Libye : de Kadhafi à Al-Qaïda. En remerciant la CIA…

Les États-Unis sont-ils sérieusement en guerre contre le terrorisme en Afrique ou le suscitent-ils au contraire pour servir leurs intérêts ? Enquête de Marc Vandepitte.

État défaillant

Le 11 octobre, le Premier ministre libyen a été brutalement enlevé avant d’être libéré quelques heures plus tard. Ce kidnapping est symptomatique de la situation dans le pays. Le 12 octobre, une voiture piégée a explosé près des ambassades de Suède et de Finlande. Une semaine auparavant, l’ambassade russe fut évacuée après avoir été envahie par des hommes armés. Il y a un an, la même chose s’était produite à l’ambassade américaine. L’ambassadeur et trois collaborateurs y avaient trouvé la mort. D’autres ambassades avaient été par le passé également prises pour cibles.

L’intervention occidentale en Libye, comme en Irak et en Afghanistan, a instauré un État défaillant. Depuis l’éviction et le meurtre de Kadhafi, la situation sécuritaire du pays est hors de contrôle. Attentats sur politiciens, activistes, juges et services de sécurité sont monnaie courante. Le gouvernement central exerce à peine le contrôle sur le pays. Des milices rivales imposent leur loi. En février, le gouvernement de transition a été forcé de se réunir sous des tentes  après avoir été expulsés du parlement par des rebelles en colère. Le bateau qui a coulé près de Lampedusa, noyant 300 réfugiés, provenait de Libye. Etc.

La Libye détient les plus importantes réserves de pétrole d’Afrique. Mais suite au chaos qui règne dans le pays, l’extraction du pétrole est quasiment à l’arrêt. Désormais, le pays doit importer du pétrole pour assurer ses besoins en électricité. Début septembre, l’approvisionnement en eau vers Tripoli a été saboté, menaçant la capitale de pénurie.

Bases pour terroristes islamistes

Mais le plus inquiétant est la jihadisation du pays. Les islamistes contrôlent des territoires entiers et placent des hommes armés aux checkpoints des villes de Benghazi et Derna. Le personnage de Belhadj en est une parfaite illustration. Cet ancien (pour ainsi dire) membre éminent d’Al-Qaïda était impliqué dans les attentats de Madrid en 2004. Après la chute de Kadhafi, il devint gouverneur de Tripoli et envoya des centaines de jihadistes libyens en Syrie pour combattre Assad. Il travaille désormais à l’instauration d’un parti conservateur islamiste.

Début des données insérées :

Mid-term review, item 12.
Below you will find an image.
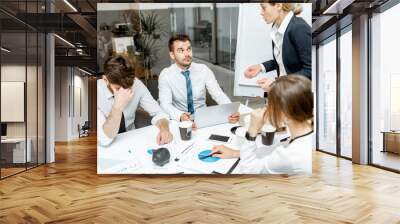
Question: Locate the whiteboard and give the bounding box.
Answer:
[233,3,312,97]
[1,82,25,122]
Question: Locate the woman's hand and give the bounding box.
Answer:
[244,65,262,79]
[211,145,240,159]
[257,78,274,92]
[248,107,266,137]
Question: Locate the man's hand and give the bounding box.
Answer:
[244,65,261,79]
[248,108,266,137]
[228,112,240,124]
[113,87,133,111]
[211,145,240,159]
[257,78,274,92]
[180,112,197,130]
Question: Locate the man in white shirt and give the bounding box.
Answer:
[97,56,173,146]
[158,35,240,127]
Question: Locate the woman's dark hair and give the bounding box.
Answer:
[104,55,135,89]
[168,34,192,52]
[266,75,314,128]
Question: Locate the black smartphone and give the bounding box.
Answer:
[208,135,230,142]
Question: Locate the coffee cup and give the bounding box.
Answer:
[261,124,276,145]
[179,121,193,141]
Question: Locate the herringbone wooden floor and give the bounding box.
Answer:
[0,137,400,224]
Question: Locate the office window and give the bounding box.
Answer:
[317,37,336,154]
[370,4,400,170]
[340,26,352,158]
[0,1,46,178]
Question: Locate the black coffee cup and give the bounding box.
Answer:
[179,121,193,141]
[261,125,276,145]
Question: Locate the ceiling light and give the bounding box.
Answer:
[54,34,75,48]
[64,0,78,12]
[1,47,11,53]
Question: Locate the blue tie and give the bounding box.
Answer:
[182,70,194,114]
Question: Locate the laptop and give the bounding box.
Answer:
[194,102,240,128]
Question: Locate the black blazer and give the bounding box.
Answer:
[262,16,312,80]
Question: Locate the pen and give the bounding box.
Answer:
[199,152,220,159]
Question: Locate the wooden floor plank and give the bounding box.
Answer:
[0,136,400,224]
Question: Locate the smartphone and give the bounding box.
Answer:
[208,135,231,142]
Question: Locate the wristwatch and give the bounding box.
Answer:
[245,131,257,142]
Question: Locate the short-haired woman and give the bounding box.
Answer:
[245,0,312,92]
[213,75,313,175]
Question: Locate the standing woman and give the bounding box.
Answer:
[244,1,312,92]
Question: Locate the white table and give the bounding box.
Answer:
[97,105,252,174]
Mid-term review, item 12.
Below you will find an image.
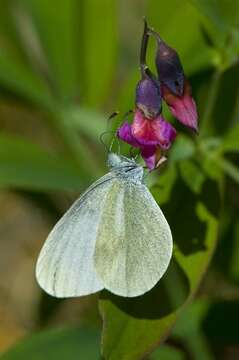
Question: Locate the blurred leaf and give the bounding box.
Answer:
[100,181,219,360]
[216,157,239,184]
[0,49,54,108]
[15,0,79,99]
[169,134,195,162]
[172,299,214,360]
[203,300,239,349]
[229,223,239,282]
[0,134,87,191]
[179,160,205,193]
[190,0,239,31]
[147,0,213,75]
[149,345,186,360]
[222,123,239,152]
[150,165,177,206]
[62,106,107,142]
[0,327,100,360]
[79,0,118,106]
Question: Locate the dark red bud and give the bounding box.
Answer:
[155,39,184,96]
[136,70,162,119]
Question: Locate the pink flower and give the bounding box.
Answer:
[154,37,198,132]
[117,109,176,170]
[162,80,198,132]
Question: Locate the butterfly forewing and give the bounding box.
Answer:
[36,173,114,297]
[94,177,172,297]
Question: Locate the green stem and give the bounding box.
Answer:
[200,69,222,135]
[46,107,102,178]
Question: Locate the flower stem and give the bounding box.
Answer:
[200,69,222,135]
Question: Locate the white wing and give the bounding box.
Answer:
[94,178,172,297]
[36,173,114,297]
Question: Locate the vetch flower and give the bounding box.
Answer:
[153,30,198,132]
[162,80,198,132]
[117,72,176,170]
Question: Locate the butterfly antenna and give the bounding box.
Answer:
[99,130,115,153]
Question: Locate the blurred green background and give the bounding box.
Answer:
[0,0,239,360]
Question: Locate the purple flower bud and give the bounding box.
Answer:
[135,74,162,119]
[155,37,184,96]
[162,80,198,133]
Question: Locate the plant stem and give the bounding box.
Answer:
[200,68,222,135]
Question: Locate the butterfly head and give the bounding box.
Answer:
[107,153,144,182]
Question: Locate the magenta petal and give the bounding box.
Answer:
[131,110,159,145]
[153,116,177,150]
[163,81,198,132]
[117,121,140,147]
[141,146,157,170]
[169,96,198,131]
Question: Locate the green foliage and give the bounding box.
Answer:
[0,0,239,360]
[0,327,100,360]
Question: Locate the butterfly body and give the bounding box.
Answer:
[36,154,172,297]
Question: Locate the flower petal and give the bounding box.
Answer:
[155,37,185,96]
[131,110,176,149]
[117,121,140,147]
[141,146,157,170]
[162,83,198,132]
[135,74,162,119]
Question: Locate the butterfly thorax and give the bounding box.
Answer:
[107,153,144,183]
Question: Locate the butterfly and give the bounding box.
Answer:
[36,153,173,298]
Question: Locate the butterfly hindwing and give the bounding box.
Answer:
[36,173,114,297]
[94,178,172,297]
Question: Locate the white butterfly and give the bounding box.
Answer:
[36,153,172,298]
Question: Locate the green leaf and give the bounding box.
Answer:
[172,299,214,360]
[62,106,107,142]
[0,327,100,360]
[149,345,186,360]
[179,160,205,193]
[17,0,79,99]
[222,123,239,152]
[190,0,239,31]
[100,181,219,360]
[0,49,54,108]
[79,0,118,106]
[147,0,213,75]
[169,135,195,162]
[150,165,177,206]
[0,134,88,191]
[216,157,239,184]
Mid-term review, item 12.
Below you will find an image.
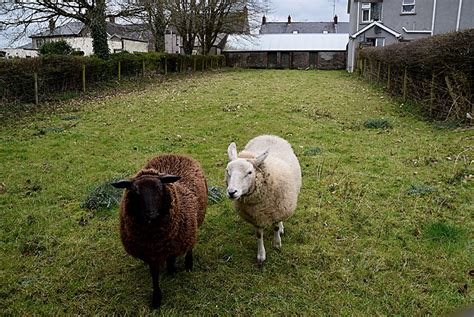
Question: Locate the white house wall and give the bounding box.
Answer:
[123,39,148,53]
[0,48,38,58]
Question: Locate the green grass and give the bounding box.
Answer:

L’influence de la jihadisation s’étend bien au-delà des frontières du pays. Le Ministre tunisien de l’Intérieur décrit la Libye comme « un refuge pour les membres nord-africains d’Al-Qaïda. » Suite à l’effondrement du pouvoir central libyen, des armes lourdes sont tombées dans les mains de toutes sortes de milices. L’une d’entre elles, le Libyan Islamic Fighting Group (LIFG), dont Belhadj était le dirigeant, a conclu une alliance avec les rebelles islamistes du Mali. Ces derniers sont parvenus, avec les Touaregs, à s’emparer du Nord du Mali pendant quelques mois. La prise d’otage de grande ampleur sur un site gazier algérien en janvier a été réalisée au départ de la Libye. Aujourd’hui, la rébellion syrienne est contrôlée depuis la Libye et la tâche d’huile jiadhiste s’étend vers le Niger et la Mauritanie.

En remerciant la CIA

À première vue, les États-Unis et l’Occident semblent se faire du souci à propos de cette recrudescence d’activité jihadiste en Afrique du Nord. Ajoutons-y aussi le Nigéria, la Somalie et plus récemment, le Kenya. Mais à y regarder de plus près, la situation est plus compliquée. La chute de Kadhafi fut rendue possible par une alliance entre d’une part des forces spéciales françaises, britanniques, jordaniennes et qataries, et d’autre part des groupes rebelles libyens. Le plus important de ceux-ci était bel et bien le Libyan Islamic Fighting Group (LIFG), qui figurait sur la liste des organisations terroristes interdites. Son leader, le susmentionné Belhadj, avait deux à trois milles hommes sous ses ordres. Sa milice eut droit à des entraînements américains juste avant que ne commence la rébellion en Libye.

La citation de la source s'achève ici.